Northern Star Raises FY26 Cost Guidance Amid Production Setbacks
Northern Star Resources has revised its FY26 all-in sustaining cost guidance upward following a downgrade in production forecasts and rising royalties, signaling tighter margins ahead.
- FY26 AISC guidance increased to A$2,600-2,800/oz from A$2,300-2,700/oz
- Production guidance lowered to 1,600-1,700koz from 1,700-1,850koz
- Higher royalties driven by elevated gold prices add approximately A$40/oz
- Sustaining capital expenditure guidance remains steady at ~A$750 million
- December quarterly results due 22 January will provide further clarity
Northern Star Revises Cost and Production Outlook
Northern Star Resources Ltd (ASX, NST) has updated its FY26 all-in sustaining cost (AISC) guidance, reflecting operational challenges and cost pressures that have emerged since its initial forecast. The company now expects AISC to range between A$2,600 and A$2,800 per ounce, up from the previous guidance of A$2,300 to A$2,700 per ounce.
This upward revision follows a downward adjustment in the group’s production guidance, which was lowered to 1,600-1,700 thousand ounces from an earlier estimate of 1,700-1,850 thousand ounces. The reduction in gold sales across Northern Star’s three production centres during the December quarter has been the primary driver behind this change.
Impact of Elevated Gold Prices and Royalties
In addition to lower production volumes, Northern Star cited higher royalties as a significant factor pushing costs higher. Elevated gold prices have increased royalty expenses by approximately A$40 per ounce compared to initial forecasts.
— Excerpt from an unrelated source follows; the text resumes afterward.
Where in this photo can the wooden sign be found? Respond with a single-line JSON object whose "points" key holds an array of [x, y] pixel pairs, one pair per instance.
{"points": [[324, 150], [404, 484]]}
Despite these cost pressures, the company has maintained its sustaining capital expenditure guidance at around A$750 million, which translates to roughly A$450 per ounce, slightly above the previous A$420 per ounce estimate.
The company’s Managing Director and CEO, Stuart Tonkin, authorised the release of this update ahead of the December quarterly results scheduled for 22 January 2026. These upcoming results will provide investors with more detailed insights into the operational performance and cost dynamics that have influenced the revised guidance.
Looking Ahead
While the revised guidance signals tighter margins for Northern Star in FY26, the company’s ability to manage sustaining capital and navigate royalty costs will be critical. Market watchers will be keen to see how the December quarter results align with these updated forecasts and what strategies Northern Star might deploy to mitigate cost pressures moving forward.
Bottom Line?
Northern Star’s cost pressures underscore the challenges of sustaining profitability amid fluctuating production and rising royalties.
Questions in the middle?
- How will December quarter results influence Northern Star’s full-year profitability?
- What strategies will Northern Star implement to manage higher royalties and cost per ounce?
- Could further production setbacks lead to additional revisions in FY26 guidance?